Tarih: 10.03.2010 20:27

Şiirde İlham Göreceliği…

Facebook Twitter Linked-in

 

Şiirde İlham Göreceliği...

Nasıl olur da bir insan, peygamberlik ya da ermişlik vasıflarına sahip olmadığı takdirde birden kendi dışından gelen bir etkiyle hiç görmediklerini yazabilir? Şiirde ilham olduğunu savunanların en büyük yanılgıları içinde bulundukları agnostizm etkisidir. Şiiri hala Platon'un yaşadığı zamanlardan kalma esrar ya da içki partilerinde yazılan dizelerden ibaret gören ya da ne olursa olsun bir gizem bir bilinmeyen arayan kişi şiirin doğasına aykırı hareket etmiş olur.

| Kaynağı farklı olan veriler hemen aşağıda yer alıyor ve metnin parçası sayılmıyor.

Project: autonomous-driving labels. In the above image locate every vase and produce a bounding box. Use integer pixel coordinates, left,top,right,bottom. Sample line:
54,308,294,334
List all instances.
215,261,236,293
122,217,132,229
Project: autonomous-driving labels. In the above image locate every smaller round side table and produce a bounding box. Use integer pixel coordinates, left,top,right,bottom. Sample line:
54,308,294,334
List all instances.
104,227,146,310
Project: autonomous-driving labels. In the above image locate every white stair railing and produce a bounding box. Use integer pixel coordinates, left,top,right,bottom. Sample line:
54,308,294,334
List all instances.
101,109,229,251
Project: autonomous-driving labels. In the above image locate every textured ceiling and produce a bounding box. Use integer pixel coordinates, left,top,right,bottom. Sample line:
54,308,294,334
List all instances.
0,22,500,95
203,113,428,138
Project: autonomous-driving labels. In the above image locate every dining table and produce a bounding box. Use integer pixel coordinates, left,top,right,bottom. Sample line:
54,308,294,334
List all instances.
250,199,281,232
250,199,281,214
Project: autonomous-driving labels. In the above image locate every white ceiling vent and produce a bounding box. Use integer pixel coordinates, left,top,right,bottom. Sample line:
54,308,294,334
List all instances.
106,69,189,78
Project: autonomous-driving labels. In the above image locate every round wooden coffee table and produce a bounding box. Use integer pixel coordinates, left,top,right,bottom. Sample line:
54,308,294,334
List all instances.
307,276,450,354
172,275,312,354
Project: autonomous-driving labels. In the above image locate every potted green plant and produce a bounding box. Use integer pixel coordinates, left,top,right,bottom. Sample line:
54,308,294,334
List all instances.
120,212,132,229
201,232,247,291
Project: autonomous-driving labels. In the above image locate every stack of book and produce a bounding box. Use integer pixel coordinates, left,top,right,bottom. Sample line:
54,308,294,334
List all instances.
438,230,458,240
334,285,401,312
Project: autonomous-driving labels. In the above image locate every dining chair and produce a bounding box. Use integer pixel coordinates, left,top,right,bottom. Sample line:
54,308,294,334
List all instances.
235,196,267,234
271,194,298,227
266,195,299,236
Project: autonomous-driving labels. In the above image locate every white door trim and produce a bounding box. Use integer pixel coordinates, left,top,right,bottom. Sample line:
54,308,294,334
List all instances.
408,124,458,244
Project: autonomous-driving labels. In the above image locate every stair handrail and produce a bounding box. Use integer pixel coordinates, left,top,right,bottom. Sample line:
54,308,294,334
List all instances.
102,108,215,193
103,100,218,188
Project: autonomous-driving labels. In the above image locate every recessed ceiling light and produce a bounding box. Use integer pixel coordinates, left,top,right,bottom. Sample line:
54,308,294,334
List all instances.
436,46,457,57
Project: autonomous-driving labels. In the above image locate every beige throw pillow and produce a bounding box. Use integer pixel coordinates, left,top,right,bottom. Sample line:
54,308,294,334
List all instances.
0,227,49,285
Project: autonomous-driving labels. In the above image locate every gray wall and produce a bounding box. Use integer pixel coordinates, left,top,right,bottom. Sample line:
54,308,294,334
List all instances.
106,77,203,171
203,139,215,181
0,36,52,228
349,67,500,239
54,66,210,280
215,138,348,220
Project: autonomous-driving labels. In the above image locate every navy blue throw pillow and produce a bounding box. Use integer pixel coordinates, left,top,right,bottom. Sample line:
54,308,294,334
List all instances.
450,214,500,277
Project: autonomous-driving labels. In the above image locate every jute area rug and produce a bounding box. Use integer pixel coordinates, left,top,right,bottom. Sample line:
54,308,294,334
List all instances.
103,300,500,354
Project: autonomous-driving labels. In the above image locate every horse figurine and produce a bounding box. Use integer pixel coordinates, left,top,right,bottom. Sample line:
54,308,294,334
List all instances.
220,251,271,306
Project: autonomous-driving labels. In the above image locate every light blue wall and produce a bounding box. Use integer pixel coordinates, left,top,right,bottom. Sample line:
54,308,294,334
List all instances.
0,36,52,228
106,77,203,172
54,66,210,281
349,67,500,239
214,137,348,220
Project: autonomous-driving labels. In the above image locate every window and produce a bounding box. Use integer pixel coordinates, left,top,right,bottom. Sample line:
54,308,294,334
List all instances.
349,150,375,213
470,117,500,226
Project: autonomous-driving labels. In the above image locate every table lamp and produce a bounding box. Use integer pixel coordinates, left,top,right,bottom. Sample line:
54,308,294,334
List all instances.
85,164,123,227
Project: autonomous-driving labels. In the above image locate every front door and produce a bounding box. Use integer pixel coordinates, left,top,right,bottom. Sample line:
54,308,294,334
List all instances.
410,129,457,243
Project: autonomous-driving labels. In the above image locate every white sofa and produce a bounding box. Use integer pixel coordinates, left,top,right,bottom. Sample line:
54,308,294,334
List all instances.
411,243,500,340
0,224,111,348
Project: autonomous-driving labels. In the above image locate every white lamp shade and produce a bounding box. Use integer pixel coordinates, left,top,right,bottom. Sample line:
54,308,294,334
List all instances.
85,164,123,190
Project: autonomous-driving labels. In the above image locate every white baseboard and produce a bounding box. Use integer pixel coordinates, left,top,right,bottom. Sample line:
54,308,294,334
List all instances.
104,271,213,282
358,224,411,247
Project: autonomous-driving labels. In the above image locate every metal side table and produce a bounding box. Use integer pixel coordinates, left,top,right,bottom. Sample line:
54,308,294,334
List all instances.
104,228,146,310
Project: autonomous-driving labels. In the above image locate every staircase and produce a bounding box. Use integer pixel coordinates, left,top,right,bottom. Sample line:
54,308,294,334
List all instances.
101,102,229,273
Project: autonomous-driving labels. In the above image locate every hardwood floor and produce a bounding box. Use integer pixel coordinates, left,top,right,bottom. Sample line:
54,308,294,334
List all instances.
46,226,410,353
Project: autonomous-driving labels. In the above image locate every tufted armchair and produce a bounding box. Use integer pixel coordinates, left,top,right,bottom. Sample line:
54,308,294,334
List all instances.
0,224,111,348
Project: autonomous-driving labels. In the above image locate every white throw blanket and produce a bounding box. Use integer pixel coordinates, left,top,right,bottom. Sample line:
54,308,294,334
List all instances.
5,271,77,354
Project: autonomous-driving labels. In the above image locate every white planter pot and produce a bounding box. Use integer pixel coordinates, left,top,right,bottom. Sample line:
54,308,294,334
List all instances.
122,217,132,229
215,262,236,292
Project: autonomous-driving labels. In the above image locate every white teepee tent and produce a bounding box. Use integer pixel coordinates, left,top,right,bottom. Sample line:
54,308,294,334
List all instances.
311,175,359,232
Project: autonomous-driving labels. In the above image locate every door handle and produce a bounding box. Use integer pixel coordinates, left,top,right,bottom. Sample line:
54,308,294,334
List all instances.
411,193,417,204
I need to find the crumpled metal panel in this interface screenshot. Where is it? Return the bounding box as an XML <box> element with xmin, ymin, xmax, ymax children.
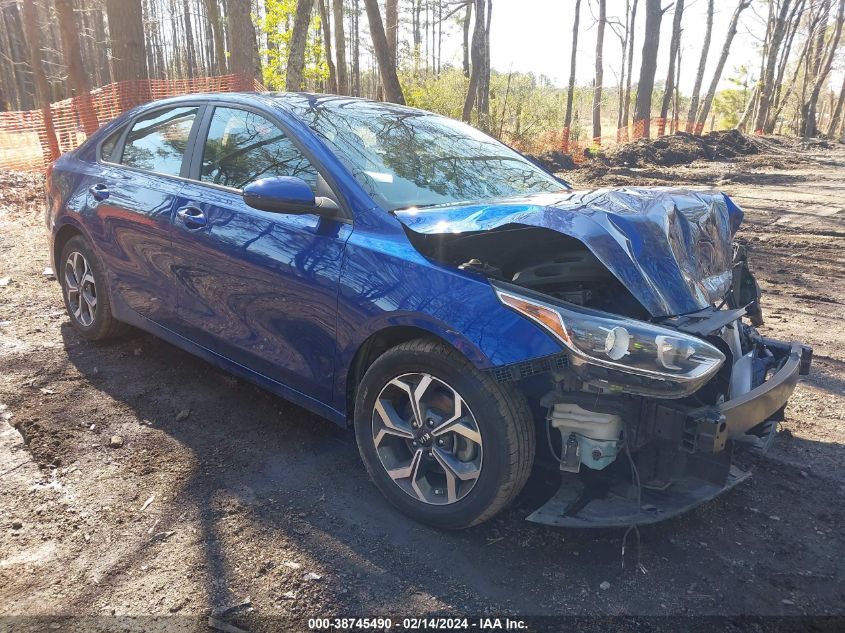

Şiirin doğası nedir peki? Bana göre şiir kişinin edebiyata karşı isyanı ve aynı zamanda saygı duyuşudur. Kelimeler imgeleri, olayları, kişileri hiç olmadıkları gibi tanımlamak için hazırdır şiir tarlasında. Normal bir cümlenin şiir evreninde yeri fakat şiirle yoğrulan çetin ve yalın deyişler karmaşık gözüken şiir içinde kınından sıyrılmış bir bıçak gibi kendini gösterirler. Ahmet Arif bu konuda çoğu tabuyu yerle bir eden ve halkın şiirinde kendini bulmuş bir ustadır. ‘Akşam erken iner mahpushaneye, ejderha olsan kar etmez...' dizelerimdeki sade fakat vurucu anlam şiirin doğasını açıklayıcı niteliğe de sahiptir, her sese açık ve asla kalıba sığmayan bir derya.

Şiirde akıl özellikle yapısal ve imge sistemi alanlarında önemli yer tutar. Duygular tabi ki kelimelerin dolu olmasını ve şiirdeki vuruculuğu belirler ancak şair ne hissederse hissetsin onu sistematik bir şekilde ortaya koyamazsa iyi şiiri yakalayamamış olur. Usta şairlerin çoğu duyguların tutarlı ve doğru bir şekilde şiirleştirilmesini gerçekleştirdikleri için unutulmayan dizelerin sahibi olmuşlardır. Genç şairlerin çoğu sevgiliyi düşünürken ‘Ben sana mecburum, bilemezsin...' mısralarını aklından geçirmemiştir ki...

Şiirde ilhamı savunanlara karşı daha makul bir düşünceyle karşı çıkılabilir. İnsan gördüğü her şeyden etkilenir. Bu ya gerçek reaksiyonlarla olur ya da bilinçaltı denen bilinmeyen depoda birikir. Kişi dikkatli bir gözlemciyse ve şiirselliğe yatkın bir ruha sahipse elde ettiği bu tecrübeler kâğıtlara dökülecek mantaliteye ulaştığı anda şiir olmaya hazırdır. Bu da farkındalık olarak adlandırılabilir. Şair bilinçli ya da bilinçaltından gelen bir etkiyle, farkında lığa ulaştığı olayları şiirleştirebilir ancak. Şiirin ya da imgenin dışarıdan gelen, zaman zaman ilahi ya da mistik bir etkiyle şaire adeta bahşedilen bir hediye olduğu düşüncesi bence komik ve yetersizdir.

Olaya pozitivist ya da sezgici bir gözle bakmaktansa ciddi anlamda şiire odaklanmanın doğru bakış açısını oluşturacağına inanıyorum. Bir şiir yazmayı denemek, keyfiyetten uzak bir şekilde edebi bir eser oluşturmanın dışarıdan gelen mistik bir etkiyle gerçekleşemeyeceği kanısındayım.